# IT Ticket Classifier — DHAUZ Challenge

Notebook executável: amostragem da base, preparo, fluxo LangGraph, inferência e métricas.

In [1]:
import os
import sys
import numpy as np
from pathlib import Path

ROOT = Path(".").resolve()
if str(ROOT) not in sys.path:
    sys.path.insert(0, str(ROOT))

from dotenv import load_dotenv
load_dotenv(ROOT / ".env")

import config
np.random.seed(config.SEED)

## 0. Baixar dataset do Kaggle (obrigatório)

Execute esta célula uma vez. É necessário ter `~/.kaggle/kaggle.json` configurado e ter aceitado as regras do dataset no site do Kaggle.

In [2]:
from src.prep import download_from_kaggle

path = download_from_kaggle()
print(f"Dataset em: {path}")

You must authenticate before you can call the Kaggle API.
Follow the instructions to authenticate at: https://github.com/Kaggle/kaggle-cli/blob/main/docs/README.md#authentication


RuntimeError: Falha ao baixar o dataset do Kaggle. Configure ~/.kaggle/kaggle.json com suas credenciais e aceite as regras do dataset em https://www.kaggle.com/datasets/aniketg11/supportticketsclassification

## 1. Carregar dataset e identificar coluna de rótulo

In [None]:
from src.prep import load_dataset, get_text_and_label_columns

df = load_dataset()
text_cols, label_col = get_text_and_label_columns(df)
print("Colunas de texto:", text_cols)
print("Coluna de rótulo:", label_col)
print("Classes:", sorted(df[label_col].astype(str).unique().tolist()))
print("Shape:", df.shape)

## 2. Amostragem estratificada (200 tickets)

In [None]:
from src.prep import stratified_sample

n_sample = min(config.SAMPLE_SIZE, len(df))
df_sample = stratified_sample(df, label_col, n=n_sample)
df_sample.to_csv(config.DATA_PROCESSED / "sample_200.csv", index=False)
print(f"Amostra: {len(df_sample)} tickets")
print(df_sample[label_col].value_counts())

## 3. Montar texto do ticket e preparar RAG (embeddings + FAISS)


In [None]:
def make_ticket_text(row, text_cols):
    parts = [str(row.get(c, "")) for c in text_cols if c in row.index]
    return " ".join(p for p in parts if p and str(p).strip())

texts = [make_ticket_text(row, text_cols) for _, row in df_sample.iterrows()]
labels = df_sample[label_col].astype(str).tolist()
classes = sorted(df_sample[label_col].astype(str).unique().tolist())

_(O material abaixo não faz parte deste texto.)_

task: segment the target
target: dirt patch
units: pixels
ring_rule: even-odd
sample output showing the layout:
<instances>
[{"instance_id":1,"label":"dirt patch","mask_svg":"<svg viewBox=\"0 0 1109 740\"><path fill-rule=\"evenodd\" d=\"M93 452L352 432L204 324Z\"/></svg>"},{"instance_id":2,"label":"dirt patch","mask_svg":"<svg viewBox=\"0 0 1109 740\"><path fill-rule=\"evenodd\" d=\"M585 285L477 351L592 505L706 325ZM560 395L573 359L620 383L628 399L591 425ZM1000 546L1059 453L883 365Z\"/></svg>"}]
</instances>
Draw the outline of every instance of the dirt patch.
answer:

from src.rag import Embedder, VectorStore

embedder = Embedder()
store = VectorStore(embedder)
store.build(texts, labels)
print("Vector store built.")
print("Classes:", classes)

## 4. Construir grafo LangGraph e inferência em 2–3 exemplos

In [None]:
from src.graph import build_pipeline, run_pipeline

compiled, _, _, _ = build_pipeline(store, classes)

for i in range(min(3, len(texts))):
    out = run_pipeline(compiled, texts[i], classes)
    print(f"--- Ticket {i+1} ---")
    print("Texto (trecho):", texts[i][:150], "...")
    print("Saída:", out)
    print()

## 5. Rodar nos 200 (ou amostra) e salvar resultados

In [None]:
from src.logging_utils import log_result

results_path = config.OUTPUTS / "results_sample.jsonl"
if results_path.exists():
    results_path.unlink()

predictions = []
for i, row in df_sample.iterrows():
    text = make_ticket_text(row, text_cols)
    out = run_pipeline(compiled, text, classes)
    pred = out["classe"]
    predictions.append(pred)
    log_result({"ticket_index": int(i), "true": row[label_col], "pred": pred, "justificativa": out["justificativa"]})

print(f"Salvos {len(predictions)} resultados em {results_path}")

## 6. Métricas e relatório

In [None]:
from src.metrics import compute_metrics, save_metrics_report

y_true = df_sample[label_col].astype(str).tolist()
metrics = compute_metrics(y_true, predictions, labels=classes)
save_metrics_report(metrics)

print("Accuracy:", metrics["accuracy"])
print("F1 macro:", metrics["f1_macro"])
print("F1 weighted:", metrics["f1_weighted"])
print("\nClassification report:")
for k, v in metrics["classification_report"].items():
    if isinstance(v, dict):
        print(k, v)
    else:
        print(k, v)

## 7. Exemplo de saída JSON

In [None]:
import json
ex = run_pipeline(compiled, texts[0], classes)
print(json.dumps(ex, indent=2, ensure_ascii=False))